Let $\displaystyle x\in D$ and $\displaystyle \varepsilon>0$ be given. Find $\displaystyle \delta_f,\delta_g$ according to the definition of continuity at $\displaystyle x$ for the functions $\displaystyle f$ and $\displaystyle g$. Show that $\displaystyle \min(\delta_f,\delta_g)$ works for $\displaystyle h$.
Wait, Im looking at an example in my book and i'm getting confused. So I know I have to show that i guess |f(x)-f(y)|<delta as well as |g(x)-g(y)|<delta..So then I can let delta be the min{f(x),g(x)}. I'm not sure im confusing myself because this example is the closest one and I'm not sure espicially since i'm looking at a straight example with one fuction f(x). So im not really sure how to even go about this problem.
Crap, I keep forgetting that this form lumps analysis in with topology. Is D a metric space or just a topological space? Which definition of continuity are we working with here? (Of course they're equivalent in any context where they're both valid, but it'll be easier if we're on the same page.)
Yikes!..Well my book is called intro to analysis, and unfortunately it doesn't specifiy and we haven't even discussed that in class so I'm not sure. However, looking at both I feel like i'm torn between them like it could possibly be either or but again my book doesn't specify.
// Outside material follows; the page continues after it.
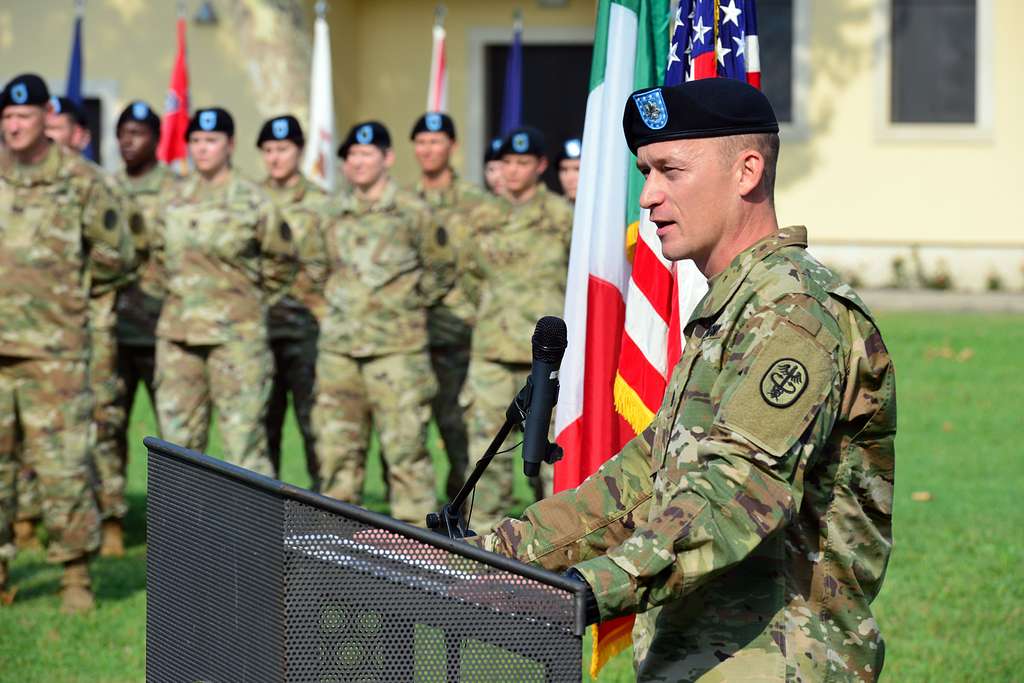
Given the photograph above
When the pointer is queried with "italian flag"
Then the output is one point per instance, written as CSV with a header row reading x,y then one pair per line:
x,y
630,48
Analysis, okay. So let's say D is a metric space, and d is the metric. Find $\displaystyle \delta_f,\delta_g$ such that $\displaystyle d(x,y)<\delta_f\Rightarrow|f(x)-f(y)|<\varepsilon$, and $\displaystyle d(x,y)<\delta_g\Rightarrow|g(x)-g(y)|<\varepsilon$. This is just using the fact that both f and g are continuous at x. Now let $\displaystyle \delta=\min(\delta_f,\delta_g)$. So both of the above relations hold if we replace $\displaystyle \delta_f$ and $\displaystyle \delta_g$ with $\displaystyle \delta$, right? Now by definition, for every x in D, we have h(x)=f(x) or h(x)=g(x). Can you finish from here?